Il film di Marie Noëlle mette in evidenza gli anni che trascorrono tra il primo Nobel vinto dalla scienziata con il marito nel 1903 e il secondo, otto anni più tardi, dove invece sarà lei sola, combattendo anche contro il bigottismo borghese e razzista, a raccogliere i frutti di una ricerca mai interrotta. Inadeguata a fingere e figlia di un positivismo che ben è rappresentato dal padre polacco capace di giustificare l’affermazione di Marie, «ma allora Gesù è un Babbo Natale per adulti», con un sorriso, porterà all’estremo questa sua libertà, fino a legarsi in una relazione clandestina con il matematico Paul Langevine, suo collega e collaboratore, ma padre di famiglia. Relazione che in qualche modo metterà in pericolo addirittura l’assegnazione del premio a Stoccolma e la costringerà a un duro scontro con i giornalisti e l’opinione pubblica francese, la stessa che qualche anno prima, con risultati ben più drammatici, aveva messo alla berlina Richard Dreyfus, lei colpevole di essere donna e di essere sensuale, lui di essere ebreo.

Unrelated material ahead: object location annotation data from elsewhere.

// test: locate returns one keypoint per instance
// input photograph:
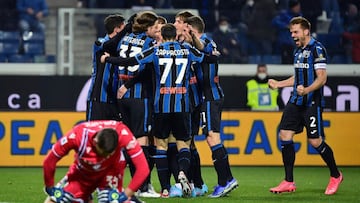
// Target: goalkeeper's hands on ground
(111, 195)
(58, 195)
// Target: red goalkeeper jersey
(89, 166)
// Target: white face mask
(261, 76)
(223, 28)
(250, 3)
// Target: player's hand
(104, 56)
(111, 195)
(301, 90)
(121, 91)
(272, 84)
(58, 195)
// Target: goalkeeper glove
(111, 196)
(58, 195)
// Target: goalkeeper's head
(106, 141)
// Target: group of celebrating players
(153, 85)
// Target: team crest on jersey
(88, 149)
(131, 144)
(97, 167)
(72, 136)
(63, 141)
(306, 53)
(124, 132)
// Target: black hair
(107, 140)
(112, 21)
(196, 22)
(144, 20)
(304, 23)
(168, 31)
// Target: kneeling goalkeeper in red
(98, 163)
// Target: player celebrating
(305, 106)
(172, 62)
(134, 106)
(101, 101)
(99, 163)
(207, 73)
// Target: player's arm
(137, 156)
(131, 61)
(274, 84)
(321, 77)
(142, 76)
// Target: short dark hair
(161, 20)
(183, 15)
(197, 23)
(261, 65)
(168, 31)
(293, 3)
(112, 21)
(144, 20)
(304, 23)
(107, 140)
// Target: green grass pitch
(26, 185)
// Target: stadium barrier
(250, 138)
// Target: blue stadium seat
(18, 58)
(7, 48)
(3, 58)
(271, 59)
(9, 36)
(37, 37)
(339, 59)
(34, 48)
(254, 59)
(332, 42)
(44, 59)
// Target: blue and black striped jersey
(104, 77)
(306, 61)
(129, 46)
(172, 62)
(195, 93)
(209, 77)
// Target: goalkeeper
(99, 163)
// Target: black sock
(221, 164)
(172, 154)
(327, 155)
(288, 155)
(145, 186)
(130, 164)
(152, 153)
(162, 166)
(184, 158)
(195, 169)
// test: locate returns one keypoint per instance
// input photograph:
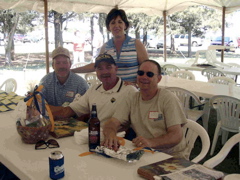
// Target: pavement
(27, 78)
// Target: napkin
(81, 137)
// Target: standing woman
(127, 52)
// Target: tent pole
(223, 32)
(46, 34)
(165, 37)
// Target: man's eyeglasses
(51, 143)
(149, 73)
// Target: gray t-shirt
(152, 118)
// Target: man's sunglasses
(51, 143)
(149, 73)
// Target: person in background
(78, 47)
(156, 115)
(97, 43)
(127, 52)
(107, 95)
(61, 86)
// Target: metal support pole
(46, 34)
(223, 32)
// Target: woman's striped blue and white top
(126, 60)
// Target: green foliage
(198, 18)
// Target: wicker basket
(31, 135)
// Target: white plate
(232, 177)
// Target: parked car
(18, 37)
(182, 40)
(160, 43)
(231, 42)
(151, 41)
(31, 39)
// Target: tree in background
(12, 22)
(58, 19)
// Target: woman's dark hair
(114, 13)
(154, 62)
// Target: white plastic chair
(191, 131)
(228, 117)
(168, 69)
(235, 65)
(222, 154)
(190, 61)
(210, 72)
(211, 57)
(9, 85)
(92, 79)
(191, 104)
(183, 74)
(222, 80)
(79, 64)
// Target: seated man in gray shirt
(61, 86)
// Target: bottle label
(93, 138)
(93, 133)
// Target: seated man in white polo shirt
(107, 95)
(61, 86)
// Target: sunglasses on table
(149, 73)
(51, 143)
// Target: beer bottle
(93, 130)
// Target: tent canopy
(152, 7)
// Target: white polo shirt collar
(115, 89)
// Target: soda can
(56, 165)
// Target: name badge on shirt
(155, 115)
(70, 94)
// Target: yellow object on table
(8, 101)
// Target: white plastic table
(30, 164)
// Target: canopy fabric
(151, 7)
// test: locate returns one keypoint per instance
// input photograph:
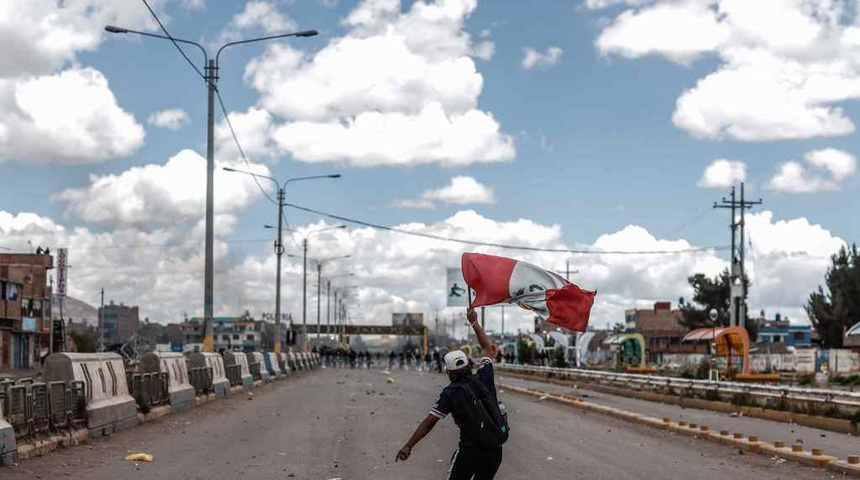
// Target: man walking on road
(471, 399)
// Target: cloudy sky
(594, 125)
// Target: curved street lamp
(279, 245)
(211, 77)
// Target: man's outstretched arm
(487, 347)
(420, 432)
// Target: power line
(167, 34)
(239, 146)
(502, 245)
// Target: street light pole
(279, 251)
(211, 77)
(208, 282)
(305, 295)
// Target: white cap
(455, 360)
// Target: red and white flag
(504, 280)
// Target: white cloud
(841, 165)
(400, 87)
(262, 15)
(161, 194)
(172, 119)
(52, 109)
(40, 36)
(679, 30)
(534, 58)
(784, 65)
(485, 50)
(462, 190)
(70, 117)
(793, 177)
(723, 173)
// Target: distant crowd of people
(406, 359)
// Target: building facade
(663, 331)
(782, 331)
(25, 309)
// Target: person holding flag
(471, 400)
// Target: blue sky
(596, 148)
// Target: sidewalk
(30, 372)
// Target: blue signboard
(28, 324)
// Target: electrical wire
(217, 93)
(695, 219)
(175, 43)
(502, 245)
(239, 146)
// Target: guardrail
(772, 393)
(33, 407)
(201, 379)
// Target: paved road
(840, 445)
(349, 424)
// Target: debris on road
(140, 457)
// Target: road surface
(349, 425)
(840, 445)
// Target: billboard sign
(456, 289)
(62, 258)
(407, 319)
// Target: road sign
(456, 289)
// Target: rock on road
(350, 423)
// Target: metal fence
(770, 393)
(36, 407)
(234, 375)
(201, 379)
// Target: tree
(712, 293)
(834, 311)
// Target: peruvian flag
(504, 280)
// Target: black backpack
(486, 418)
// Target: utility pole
(102, 324)
(319, 291)
(737, 276)
(279, 252)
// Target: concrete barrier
(272, 365)
(284, 362)
(181, 393)
(110, 407)
(8, 447)
(220, 384)
(239, 358)
(257, 357)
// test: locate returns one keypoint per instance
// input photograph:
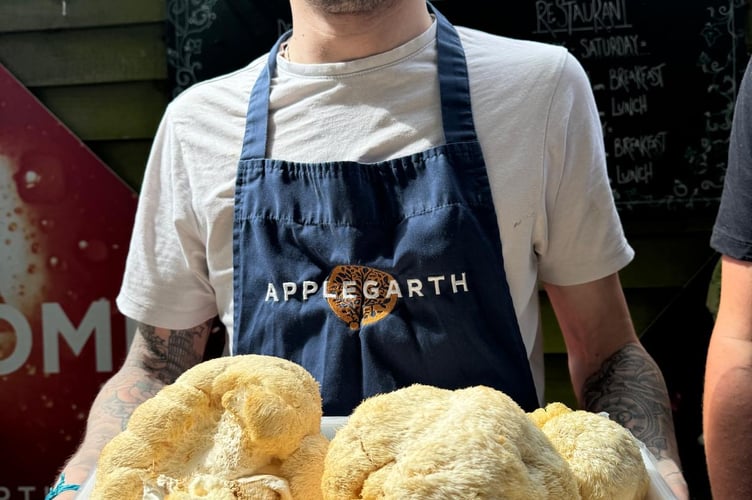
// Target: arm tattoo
(630, 388)
(171, 356)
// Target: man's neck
(325, 38)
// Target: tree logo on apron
(360, 295)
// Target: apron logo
(361, 295)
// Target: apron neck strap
(454, 87)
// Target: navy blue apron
(376, 276)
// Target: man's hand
(674, 478)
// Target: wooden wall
(99, 65)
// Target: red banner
(65, 222)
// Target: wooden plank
(107, 112)
(34, 15)
(85, 56)
(127, 158)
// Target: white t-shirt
(535, 117)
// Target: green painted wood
(107, 112)
(127, 158)
(37, 15)
(666, 260)
(86, 56)
(558, 384)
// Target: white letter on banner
(55, 321)
(22, 329)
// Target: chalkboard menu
(664, 74)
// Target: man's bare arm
(156, 357)
(629, 386)
(611, 371)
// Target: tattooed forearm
(629, 386)
(170, 355)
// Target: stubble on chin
(351, 7)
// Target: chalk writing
(568, 16)
(611, 46)
(638, 77)
(646, 146)
(641, 173)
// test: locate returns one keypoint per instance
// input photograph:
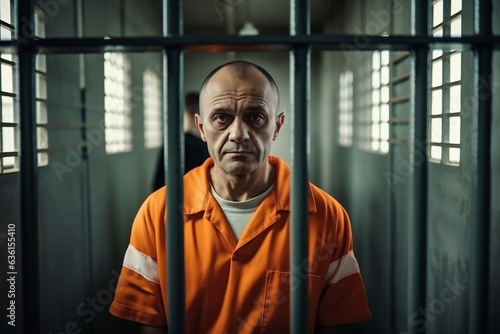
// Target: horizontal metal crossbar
(225, 43)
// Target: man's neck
(242, 187)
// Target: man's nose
(238, 131)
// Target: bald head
(241, 69)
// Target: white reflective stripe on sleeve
(141, 264)
(343, 267)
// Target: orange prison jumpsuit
(242, 286)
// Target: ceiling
(228, 16)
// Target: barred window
(446, 87)
(345, 108)
(117, 105)
(9, 145)
(152, 109)
(380, 102)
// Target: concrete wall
(380, 207)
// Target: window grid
(9, 145)
(378, 117)
(153, 135)
(345, 108)
(445, 95)
(117, 106)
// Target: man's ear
(199, 125)
(279, 123)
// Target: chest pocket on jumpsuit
(276, 312)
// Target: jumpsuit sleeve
(343, 298)
(138, 295)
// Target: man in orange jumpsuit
(236, 228)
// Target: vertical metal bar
(30, 233)
(480, 241)
(174, 161)
(85, 168)
(300, 70)
(418, 221)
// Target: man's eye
(221, 118)
(256, 117)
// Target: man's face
(238, 120)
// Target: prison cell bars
(30, 228)
(417, 243)
(174, 165)
(172, 44)
(481, 196)
(300, 75)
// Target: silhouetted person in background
(195, 149)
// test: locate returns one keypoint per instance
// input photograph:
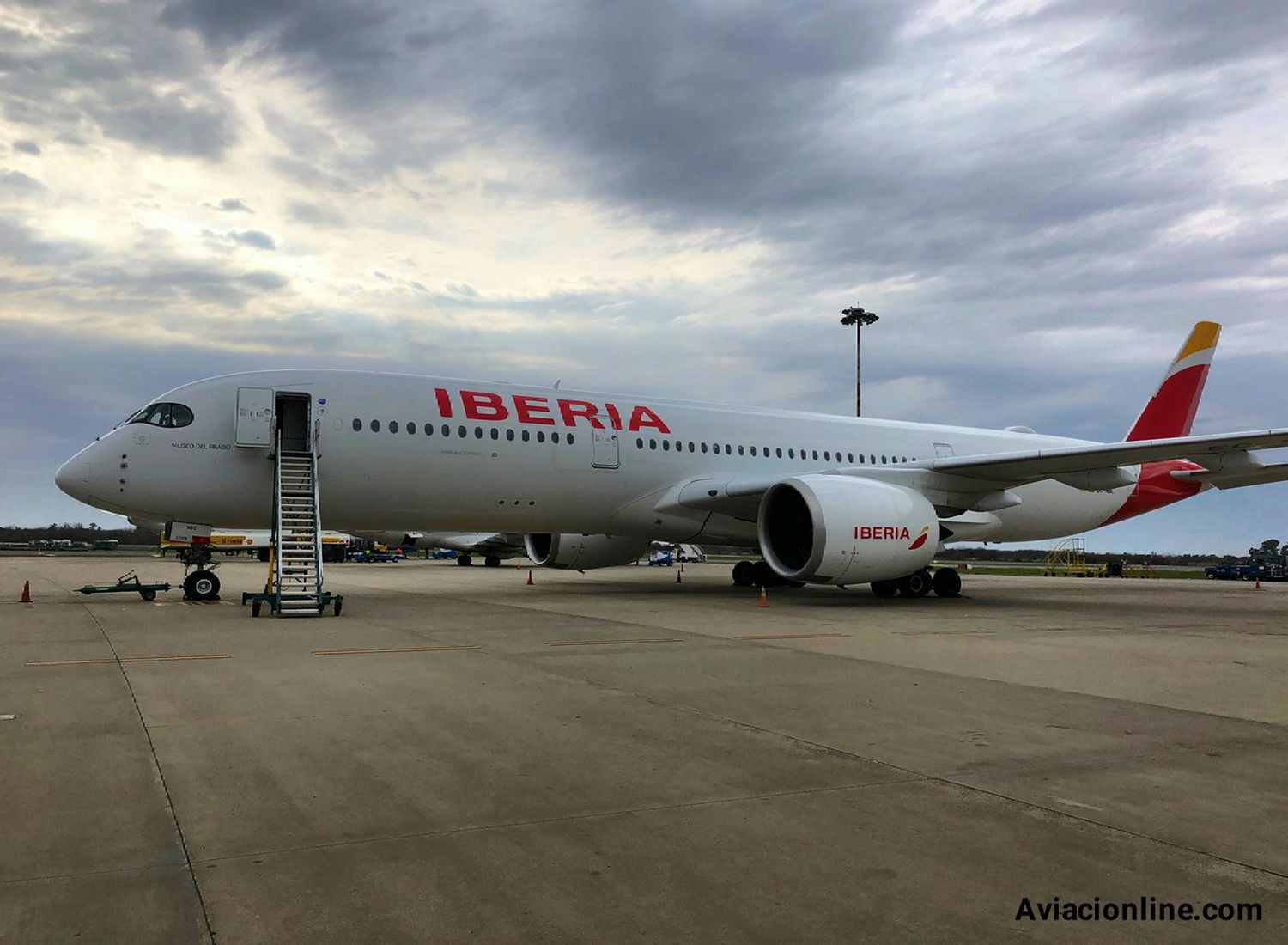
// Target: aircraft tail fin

Noëlle ha una regia solida pur senza guizzi e basa la sceneggiatura del film su indagini approfondite nei giornali dell’epoca, sul libro mastro del laboratorio ma soprattutto sulle lettere e sui diari della ricercatrice che, ancora radioattivi e potenzialmente pericolosi, oggi possono essere consultati alla Bibliothèque Nationale di Parigi solo dopo la firma di una liberatoria. Il film, girato in una scenografia elegantissima avvolta da una atmosfera tardo liberty ci racconta più della vita interiore di un genio che non della strada percorsa per diventarlo e anche l’incontro tra Marie e Albert Einstein, uno dei momenti più divertenti del film, è visto in una chiave intimista, dove l’intesa intellettuale che si può creare solo tra menti diverse, diventa un flirt straordinario, non privo di tenerezza nella scoperta di una normalità che pare impossibile se si trattano temi così alti.

In pochi anni, durante la seconda metà dell’Ottocento, l’ideale femminile si era evoluto dalla visione melanconica dei Preraffaelliti, attraverso la sublimazione della bellezza terribile cantata nei poemi di Baudelaire, in un nuovo immaginario che lo incarnava nella femme fatale. Marie Curie nella sua totale lontananza dall’ipocrisia, nelle sue crisi, nella sua gracile forza ma anche nella consapevolezza di un valore che non deve essere dissipato, nel desiderio di essere riconosciuta, diventa allora la donna della modernità, una fragile femme fatale al cui fascino si soccombe come di fronte a un mare in tempesta, all’abisso più profondo, alla luna più splendente.